Decídese la acción de tutela instaurada por Diana Marcela Peralta Ruiz en frente de la Sala Civil-Familia del Tribunal Superior del Distrito Judicial de Ibagué, integrada por los magistrados Ricardo Enrique Bastidas Ortiz, Luis Enrique González Trilleras y Manuel Antonio Medina Varón, y el Juzgado Promiscuo de Familia de Purificación.
1.- La petente depreca la protección constitucional de sus derechos fundamentales al debido proceso, defensa y acceso a la administración de justicia, presuntamente vulnerados por los funcionarios recriminados dentro del juicio ordinario de impugnación a la paternidad que le formuló José Ignacio Peralta Navarro (q. e. p. d.).
2.- Arguyó, como sustento de su reclamo, en síntesis, lo siguiente:
2.1.- Quien fungió como demandante en el sub lite es su «tío por ser hermano medio» de su progenitora, acaeciendo que tanto a ella como a su hermano Iván Daney Peralta Ruiz, quien es interdicto, los reconoció como hijos extramatrimoniales el día 28 de febrero de 1994, por lo que «los dos empeza[ron] a gozar de los beneficios a que tiene derecho un hijo con su padre»; empero, a secuela de comentarios de «personas mal intencionadas», únicamente en contra de ella, instauró el litigio de marras, durante el que se produjo su deceso.
2.2.- La célula judicial recriminada emitió sentencia estimatoria el día 26 de febrero de 2014. Contra dicha providencia formuló recurso de apelación.
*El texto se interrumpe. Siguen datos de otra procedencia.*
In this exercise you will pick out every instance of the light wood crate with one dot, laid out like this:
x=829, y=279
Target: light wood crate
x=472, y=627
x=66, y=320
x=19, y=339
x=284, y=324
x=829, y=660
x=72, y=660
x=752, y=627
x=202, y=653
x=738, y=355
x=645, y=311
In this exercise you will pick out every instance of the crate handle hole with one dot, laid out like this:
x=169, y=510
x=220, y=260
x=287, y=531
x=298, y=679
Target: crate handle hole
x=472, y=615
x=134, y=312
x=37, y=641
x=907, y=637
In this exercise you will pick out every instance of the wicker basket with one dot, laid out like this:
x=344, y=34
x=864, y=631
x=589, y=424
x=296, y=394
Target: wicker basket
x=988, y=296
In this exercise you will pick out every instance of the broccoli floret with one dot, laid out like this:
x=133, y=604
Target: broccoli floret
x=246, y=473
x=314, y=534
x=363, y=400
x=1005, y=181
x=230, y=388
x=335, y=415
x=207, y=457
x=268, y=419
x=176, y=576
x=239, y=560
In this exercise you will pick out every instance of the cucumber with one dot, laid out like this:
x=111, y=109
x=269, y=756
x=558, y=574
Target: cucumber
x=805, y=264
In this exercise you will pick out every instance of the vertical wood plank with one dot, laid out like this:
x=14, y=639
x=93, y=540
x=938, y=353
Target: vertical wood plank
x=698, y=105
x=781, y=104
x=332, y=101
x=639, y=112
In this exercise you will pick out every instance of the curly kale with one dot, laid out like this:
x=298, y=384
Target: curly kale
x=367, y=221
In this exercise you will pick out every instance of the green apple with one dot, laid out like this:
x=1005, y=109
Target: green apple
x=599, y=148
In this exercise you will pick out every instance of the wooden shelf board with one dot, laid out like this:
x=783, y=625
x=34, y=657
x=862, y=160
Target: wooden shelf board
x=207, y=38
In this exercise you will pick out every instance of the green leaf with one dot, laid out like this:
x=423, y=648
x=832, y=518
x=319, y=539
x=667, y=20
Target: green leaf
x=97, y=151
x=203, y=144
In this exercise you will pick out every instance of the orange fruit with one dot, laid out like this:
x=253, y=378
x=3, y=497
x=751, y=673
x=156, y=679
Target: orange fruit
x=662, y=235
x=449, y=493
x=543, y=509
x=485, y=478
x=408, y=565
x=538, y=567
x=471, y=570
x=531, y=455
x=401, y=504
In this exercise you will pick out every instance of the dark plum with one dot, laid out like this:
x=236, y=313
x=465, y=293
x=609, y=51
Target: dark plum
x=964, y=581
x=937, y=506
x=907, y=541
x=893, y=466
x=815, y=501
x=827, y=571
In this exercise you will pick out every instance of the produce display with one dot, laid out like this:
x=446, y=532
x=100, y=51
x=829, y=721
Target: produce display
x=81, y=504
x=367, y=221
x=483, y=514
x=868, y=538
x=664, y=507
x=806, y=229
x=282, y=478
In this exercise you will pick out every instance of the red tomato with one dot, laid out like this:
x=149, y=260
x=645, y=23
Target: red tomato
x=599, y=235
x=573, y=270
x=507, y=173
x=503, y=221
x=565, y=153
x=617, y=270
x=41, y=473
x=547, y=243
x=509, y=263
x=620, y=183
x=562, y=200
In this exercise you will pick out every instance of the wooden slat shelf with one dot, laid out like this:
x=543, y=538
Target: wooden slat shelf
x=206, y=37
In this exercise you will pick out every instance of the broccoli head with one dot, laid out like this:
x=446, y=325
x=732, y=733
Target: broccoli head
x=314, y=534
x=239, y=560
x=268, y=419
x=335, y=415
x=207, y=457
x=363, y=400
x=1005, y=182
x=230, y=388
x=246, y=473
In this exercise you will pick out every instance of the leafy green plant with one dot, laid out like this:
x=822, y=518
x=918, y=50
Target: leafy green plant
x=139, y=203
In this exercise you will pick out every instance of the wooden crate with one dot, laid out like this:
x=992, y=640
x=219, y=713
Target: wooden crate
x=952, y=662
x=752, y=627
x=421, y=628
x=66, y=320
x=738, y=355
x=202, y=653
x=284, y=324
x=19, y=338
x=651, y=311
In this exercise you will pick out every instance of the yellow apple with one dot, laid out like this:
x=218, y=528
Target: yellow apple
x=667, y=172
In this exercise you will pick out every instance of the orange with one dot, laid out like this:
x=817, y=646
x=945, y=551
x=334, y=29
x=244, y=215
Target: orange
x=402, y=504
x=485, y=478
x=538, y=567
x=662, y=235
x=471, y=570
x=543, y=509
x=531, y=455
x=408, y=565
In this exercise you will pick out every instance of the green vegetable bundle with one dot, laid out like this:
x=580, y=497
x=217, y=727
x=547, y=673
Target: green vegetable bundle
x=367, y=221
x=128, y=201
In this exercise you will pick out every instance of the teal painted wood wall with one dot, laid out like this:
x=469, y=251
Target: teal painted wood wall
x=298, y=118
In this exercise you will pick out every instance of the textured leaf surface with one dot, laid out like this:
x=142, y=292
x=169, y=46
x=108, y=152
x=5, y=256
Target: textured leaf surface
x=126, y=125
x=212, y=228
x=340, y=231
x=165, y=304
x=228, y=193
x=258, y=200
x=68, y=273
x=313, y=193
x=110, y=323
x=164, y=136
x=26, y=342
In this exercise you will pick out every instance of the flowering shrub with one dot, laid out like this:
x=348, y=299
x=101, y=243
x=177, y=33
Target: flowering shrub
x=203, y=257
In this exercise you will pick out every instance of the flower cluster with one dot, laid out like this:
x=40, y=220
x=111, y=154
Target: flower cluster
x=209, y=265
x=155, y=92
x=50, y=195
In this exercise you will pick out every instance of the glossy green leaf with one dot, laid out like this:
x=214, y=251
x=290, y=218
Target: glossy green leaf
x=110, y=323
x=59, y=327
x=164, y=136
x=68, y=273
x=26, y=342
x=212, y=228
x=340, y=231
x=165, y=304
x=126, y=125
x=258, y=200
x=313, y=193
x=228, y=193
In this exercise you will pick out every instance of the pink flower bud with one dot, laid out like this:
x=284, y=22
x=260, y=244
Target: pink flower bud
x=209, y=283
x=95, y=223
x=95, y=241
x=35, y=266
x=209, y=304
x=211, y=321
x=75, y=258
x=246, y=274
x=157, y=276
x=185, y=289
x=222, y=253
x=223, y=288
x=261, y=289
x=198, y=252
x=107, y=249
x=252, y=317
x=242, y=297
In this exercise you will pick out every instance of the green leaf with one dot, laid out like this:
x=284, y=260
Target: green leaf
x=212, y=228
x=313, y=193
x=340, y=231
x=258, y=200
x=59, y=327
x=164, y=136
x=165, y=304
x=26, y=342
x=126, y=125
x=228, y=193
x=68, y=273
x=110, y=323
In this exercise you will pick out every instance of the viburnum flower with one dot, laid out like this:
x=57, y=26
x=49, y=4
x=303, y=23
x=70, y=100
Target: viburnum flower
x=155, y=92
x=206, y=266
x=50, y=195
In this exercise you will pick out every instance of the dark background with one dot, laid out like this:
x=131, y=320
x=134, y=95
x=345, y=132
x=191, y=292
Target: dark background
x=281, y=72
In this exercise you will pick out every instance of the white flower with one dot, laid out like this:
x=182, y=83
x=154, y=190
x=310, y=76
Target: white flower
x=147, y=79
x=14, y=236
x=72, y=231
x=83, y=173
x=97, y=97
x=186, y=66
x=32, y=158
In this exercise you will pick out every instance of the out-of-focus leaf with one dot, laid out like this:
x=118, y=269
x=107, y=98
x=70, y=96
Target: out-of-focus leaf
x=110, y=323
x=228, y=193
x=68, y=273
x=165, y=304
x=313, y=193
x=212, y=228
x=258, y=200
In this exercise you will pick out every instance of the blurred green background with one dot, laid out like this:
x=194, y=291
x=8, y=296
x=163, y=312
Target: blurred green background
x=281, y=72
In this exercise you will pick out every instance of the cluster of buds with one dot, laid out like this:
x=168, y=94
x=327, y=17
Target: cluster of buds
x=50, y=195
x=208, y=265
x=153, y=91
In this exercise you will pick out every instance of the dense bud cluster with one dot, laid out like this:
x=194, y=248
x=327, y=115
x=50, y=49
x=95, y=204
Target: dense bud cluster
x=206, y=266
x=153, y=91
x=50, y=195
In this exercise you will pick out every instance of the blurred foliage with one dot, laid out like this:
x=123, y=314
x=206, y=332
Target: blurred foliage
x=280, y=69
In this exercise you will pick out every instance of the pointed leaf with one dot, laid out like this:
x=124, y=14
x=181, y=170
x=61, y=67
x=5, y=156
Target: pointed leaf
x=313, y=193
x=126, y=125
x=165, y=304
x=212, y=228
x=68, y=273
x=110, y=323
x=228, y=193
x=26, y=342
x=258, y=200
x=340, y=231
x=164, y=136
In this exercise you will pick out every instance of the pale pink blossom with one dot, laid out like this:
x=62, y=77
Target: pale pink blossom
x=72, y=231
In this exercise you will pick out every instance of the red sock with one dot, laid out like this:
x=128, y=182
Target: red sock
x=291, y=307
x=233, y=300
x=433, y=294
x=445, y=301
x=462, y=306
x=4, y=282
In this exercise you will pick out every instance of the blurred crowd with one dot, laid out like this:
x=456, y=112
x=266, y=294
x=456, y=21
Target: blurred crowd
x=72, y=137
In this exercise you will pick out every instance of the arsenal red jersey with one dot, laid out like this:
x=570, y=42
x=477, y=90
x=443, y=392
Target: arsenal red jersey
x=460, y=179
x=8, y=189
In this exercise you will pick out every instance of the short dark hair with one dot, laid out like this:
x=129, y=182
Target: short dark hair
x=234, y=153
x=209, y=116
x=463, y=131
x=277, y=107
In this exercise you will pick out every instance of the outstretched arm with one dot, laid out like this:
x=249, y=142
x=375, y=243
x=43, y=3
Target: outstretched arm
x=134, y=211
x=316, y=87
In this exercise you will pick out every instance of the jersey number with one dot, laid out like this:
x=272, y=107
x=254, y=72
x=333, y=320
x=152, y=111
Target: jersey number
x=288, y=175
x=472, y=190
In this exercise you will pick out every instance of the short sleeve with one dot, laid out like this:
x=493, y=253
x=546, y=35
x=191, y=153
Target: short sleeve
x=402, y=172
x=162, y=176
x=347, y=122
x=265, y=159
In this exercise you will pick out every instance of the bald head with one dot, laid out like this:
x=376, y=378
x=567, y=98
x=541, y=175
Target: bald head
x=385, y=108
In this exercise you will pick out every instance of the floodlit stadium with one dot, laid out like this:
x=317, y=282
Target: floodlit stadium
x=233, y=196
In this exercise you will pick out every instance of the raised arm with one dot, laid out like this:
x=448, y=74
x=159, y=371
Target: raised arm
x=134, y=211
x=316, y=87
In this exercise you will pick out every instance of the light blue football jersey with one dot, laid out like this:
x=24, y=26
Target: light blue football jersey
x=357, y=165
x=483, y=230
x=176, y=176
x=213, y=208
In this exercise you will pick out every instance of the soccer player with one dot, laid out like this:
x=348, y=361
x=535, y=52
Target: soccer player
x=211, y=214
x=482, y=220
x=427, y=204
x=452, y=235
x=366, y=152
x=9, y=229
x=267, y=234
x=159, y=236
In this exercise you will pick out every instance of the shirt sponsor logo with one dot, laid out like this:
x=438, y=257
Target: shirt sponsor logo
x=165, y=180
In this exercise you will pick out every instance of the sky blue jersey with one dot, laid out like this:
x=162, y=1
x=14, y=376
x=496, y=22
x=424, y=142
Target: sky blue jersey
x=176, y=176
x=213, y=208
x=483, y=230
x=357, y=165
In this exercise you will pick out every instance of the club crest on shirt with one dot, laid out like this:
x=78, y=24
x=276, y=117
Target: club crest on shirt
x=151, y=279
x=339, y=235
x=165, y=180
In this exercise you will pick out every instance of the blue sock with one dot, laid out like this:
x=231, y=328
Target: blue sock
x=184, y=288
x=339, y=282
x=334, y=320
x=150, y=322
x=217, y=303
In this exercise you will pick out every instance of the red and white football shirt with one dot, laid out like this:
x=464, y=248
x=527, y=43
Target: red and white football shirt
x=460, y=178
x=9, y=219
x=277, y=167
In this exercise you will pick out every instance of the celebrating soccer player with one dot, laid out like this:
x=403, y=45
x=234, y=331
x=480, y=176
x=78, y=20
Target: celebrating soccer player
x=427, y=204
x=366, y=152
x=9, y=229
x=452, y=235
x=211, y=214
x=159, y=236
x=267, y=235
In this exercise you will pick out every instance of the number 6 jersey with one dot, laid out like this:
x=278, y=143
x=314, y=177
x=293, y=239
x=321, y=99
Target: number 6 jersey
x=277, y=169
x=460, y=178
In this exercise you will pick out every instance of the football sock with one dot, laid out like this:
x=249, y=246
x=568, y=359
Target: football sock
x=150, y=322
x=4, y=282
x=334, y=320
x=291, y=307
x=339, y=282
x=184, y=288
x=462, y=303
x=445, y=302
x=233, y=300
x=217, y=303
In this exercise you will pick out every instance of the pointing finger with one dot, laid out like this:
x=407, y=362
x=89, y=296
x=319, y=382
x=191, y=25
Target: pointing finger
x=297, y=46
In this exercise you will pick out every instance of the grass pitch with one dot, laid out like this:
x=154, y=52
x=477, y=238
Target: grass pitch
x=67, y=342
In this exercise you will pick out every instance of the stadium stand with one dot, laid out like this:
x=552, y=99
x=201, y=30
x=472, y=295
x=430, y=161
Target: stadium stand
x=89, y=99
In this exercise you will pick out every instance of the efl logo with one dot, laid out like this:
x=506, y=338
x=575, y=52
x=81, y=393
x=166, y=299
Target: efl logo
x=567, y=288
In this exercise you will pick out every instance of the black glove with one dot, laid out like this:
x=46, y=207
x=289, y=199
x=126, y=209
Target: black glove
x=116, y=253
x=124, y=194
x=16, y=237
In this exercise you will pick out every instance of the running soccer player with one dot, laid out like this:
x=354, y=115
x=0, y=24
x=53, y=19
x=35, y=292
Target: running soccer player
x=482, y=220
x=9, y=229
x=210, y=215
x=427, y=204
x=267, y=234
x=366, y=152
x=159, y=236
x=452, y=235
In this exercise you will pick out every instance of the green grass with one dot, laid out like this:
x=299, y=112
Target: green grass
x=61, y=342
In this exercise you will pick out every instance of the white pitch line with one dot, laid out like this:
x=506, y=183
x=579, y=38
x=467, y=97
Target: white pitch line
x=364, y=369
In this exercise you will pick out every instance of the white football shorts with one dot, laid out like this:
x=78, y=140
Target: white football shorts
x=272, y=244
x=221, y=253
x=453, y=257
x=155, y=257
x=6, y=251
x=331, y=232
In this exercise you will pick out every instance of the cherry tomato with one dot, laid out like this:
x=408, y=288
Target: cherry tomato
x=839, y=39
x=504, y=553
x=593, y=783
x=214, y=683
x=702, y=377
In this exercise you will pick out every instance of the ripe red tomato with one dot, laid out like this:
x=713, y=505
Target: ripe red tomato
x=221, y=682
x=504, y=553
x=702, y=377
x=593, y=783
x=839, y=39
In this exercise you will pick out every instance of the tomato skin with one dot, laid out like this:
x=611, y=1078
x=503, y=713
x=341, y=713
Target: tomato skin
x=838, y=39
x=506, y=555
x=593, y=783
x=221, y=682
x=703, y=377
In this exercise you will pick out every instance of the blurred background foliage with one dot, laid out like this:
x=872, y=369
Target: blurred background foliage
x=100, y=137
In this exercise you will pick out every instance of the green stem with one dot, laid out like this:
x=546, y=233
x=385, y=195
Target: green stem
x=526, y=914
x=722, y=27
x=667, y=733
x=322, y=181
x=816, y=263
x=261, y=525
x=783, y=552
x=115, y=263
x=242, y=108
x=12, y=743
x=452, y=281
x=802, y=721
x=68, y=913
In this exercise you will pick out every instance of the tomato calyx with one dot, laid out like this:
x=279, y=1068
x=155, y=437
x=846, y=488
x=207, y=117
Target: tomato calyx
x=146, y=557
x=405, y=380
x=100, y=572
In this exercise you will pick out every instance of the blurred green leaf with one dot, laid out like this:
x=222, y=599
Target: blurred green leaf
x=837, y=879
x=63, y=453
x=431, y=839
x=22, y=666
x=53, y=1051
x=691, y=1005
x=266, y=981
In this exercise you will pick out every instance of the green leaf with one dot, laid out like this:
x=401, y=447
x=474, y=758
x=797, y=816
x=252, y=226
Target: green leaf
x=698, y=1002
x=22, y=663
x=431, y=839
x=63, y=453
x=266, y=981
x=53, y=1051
2.3.- El tribunal encartado, mediante fallo de 5 de noviembre del mismo año, ratificó aquella resolución.
Acota que las anteriores decisiones quebrantan sus intereses en tanto que se emitieron, en primer término, sin advertir que ella junto con su madre son «las personas que [han] cuidado» del consanguíneo arriba señalado, y pese a ello «procedió a reconocer a […] Damian Peralta Ruiz, como parte interesada en el proceso en [su] contra», ya que se presentó como «guardador» de aquel; a más, precisa, por determinación de 7 de mayo de esa anualidad el despacho encartado la «designó como guardadora de [su] hermano […] providencia que fue impugnada [y está a la] espera [de] la decisión correspondiente».
En segundo orden, que la experticia genética arrimada había sido «objetada por error grave».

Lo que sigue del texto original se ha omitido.